How much of our stories are actually written with our own pens? Is it even our pen that’s being used? Are we even put down on paper, blank and smooth at first, to be filled up with lines whose words we would determine? Or are we shackled and chained, expected to walk around with titanium cuffs around our wrists and our ankles for the rest of our lives?
What if we decide to break free from those chains? I mentioned this possibility to a friend the other day, and she said “but that’s so hard”.
Isn’t it supposed to be? What if we were literally chained? Breaking free is supposed to hurt, isn’t it? You’re supposed to end up with red, bloody wrists at the end of it. And you will have scars. And your captor will try to shut you up, and try to put you back in your place. Of course, giving up is easier. Accepting your fate as a slave, as a prisoner. Maybe even embracing those chains, figuring out ways to make them fashionable, see what else in your wardrobe would match them and make your outfit look nice. Heck, some people manage to brainwash themselves into believing they are free. Creating an alter-universe within the prison-cell they live in.

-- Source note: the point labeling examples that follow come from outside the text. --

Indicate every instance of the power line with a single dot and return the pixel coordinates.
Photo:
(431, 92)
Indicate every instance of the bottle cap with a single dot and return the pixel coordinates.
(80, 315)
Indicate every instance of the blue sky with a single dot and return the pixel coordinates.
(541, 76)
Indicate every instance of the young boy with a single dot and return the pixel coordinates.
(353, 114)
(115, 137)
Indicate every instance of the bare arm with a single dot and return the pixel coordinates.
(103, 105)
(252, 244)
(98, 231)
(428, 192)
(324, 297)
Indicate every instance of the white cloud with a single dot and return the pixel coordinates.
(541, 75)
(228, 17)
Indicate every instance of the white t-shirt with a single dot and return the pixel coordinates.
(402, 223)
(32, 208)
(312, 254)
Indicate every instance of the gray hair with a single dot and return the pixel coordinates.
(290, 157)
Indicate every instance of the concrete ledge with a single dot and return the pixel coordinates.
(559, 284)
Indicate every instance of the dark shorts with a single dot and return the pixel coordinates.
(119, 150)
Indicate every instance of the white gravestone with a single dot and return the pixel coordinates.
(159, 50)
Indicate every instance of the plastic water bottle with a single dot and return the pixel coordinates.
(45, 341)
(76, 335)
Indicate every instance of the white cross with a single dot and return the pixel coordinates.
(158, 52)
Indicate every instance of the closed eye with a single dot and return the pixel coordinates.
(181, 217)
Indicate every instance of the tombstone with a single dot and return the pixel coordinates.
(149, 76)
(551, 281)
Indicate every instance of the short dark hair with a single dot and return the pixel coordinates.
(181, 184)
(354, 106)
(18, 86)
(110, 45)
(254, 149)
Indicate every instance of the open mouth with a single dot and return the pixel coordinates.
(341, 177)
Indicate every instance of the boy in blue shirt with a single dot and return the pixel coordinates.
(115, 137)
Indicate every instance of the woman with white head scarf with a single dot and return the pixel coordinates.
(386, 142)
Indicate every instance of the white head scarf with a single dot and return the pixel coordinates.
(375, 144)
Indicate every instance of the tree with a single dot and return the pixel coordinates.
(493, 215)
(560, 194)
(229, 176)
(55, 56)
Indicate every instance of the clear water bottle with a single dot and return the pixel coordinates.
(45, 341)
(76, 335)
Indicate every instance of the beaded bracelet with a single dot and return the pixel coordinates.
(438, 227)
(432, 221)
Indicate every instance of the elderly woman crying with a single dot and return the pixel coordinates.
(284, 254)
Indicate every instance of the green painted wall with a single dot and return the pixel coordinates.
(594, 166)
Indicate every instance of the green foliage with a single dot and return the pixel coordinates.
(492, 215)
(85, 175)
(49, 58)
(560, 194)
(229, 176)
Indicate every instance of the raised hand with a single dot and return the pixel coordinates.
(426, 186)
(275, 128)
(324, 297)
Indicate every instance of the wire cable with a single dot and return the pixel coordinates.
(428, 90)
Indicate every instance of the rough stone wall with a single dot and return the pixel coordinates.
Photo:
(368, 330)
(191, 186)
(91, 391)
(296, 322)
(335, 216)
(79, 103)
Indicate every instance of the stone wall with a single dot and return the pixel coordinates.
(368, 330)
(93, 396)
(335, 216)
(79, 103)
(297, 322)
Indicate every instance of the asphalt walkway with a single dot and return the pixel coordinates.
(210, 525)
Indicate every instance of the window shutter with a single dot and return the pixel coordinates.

“I am free. I am choosing this fate. I am choosing to listen to all the miserable things society is expecting of me. I do not secretly desire to do all the things society tells me is taboo. I dream of all the aspirations society wants me to do; I want to end up at a job where nothing is expected of me, I want to have children that I will spoil rotten, I want to watch them grow up to be brats, I want to live without purpose, I want to consume until I am consumed. I am happy. The person I married is someone I married of my own free will. The job I work at is a job that I enjoy; I put my feet up and I drink coffee from 8 AM till 2 PM. The friendships I have are meaningful. The car I own is not for the sake of impressing people I have never met. The clothes I wear are my own taste, and I would wear them even if they weren’t trendy. I don’t sleep to escape reality. I don’t watch TV to drown out the sound of my spouse’s screaming. These chains are comfortable. They protect me from harm. My captor knows what is best for me. I will obey and abide by his wishes.”
Society’s chains are made of titanium. But our spirits are too. Question is, how far is our mind-power willing to go to break those chains? Can our spirits conquer society? What is it that holds us back? What scares us so much that we’re too afraid to even consider breaking free? Is it that we would look odd, being the only ones walking around without any chains? Would we be accused of treason, of being disloyal to the chains? The holy chains. Sacred chains. Chains of sanctity and sin, contradicting everything they claim to stand for.
I wonder, how many people actually have embraced their chains, how many have quietly submitted to them, and how many are violently fighting to break free from them?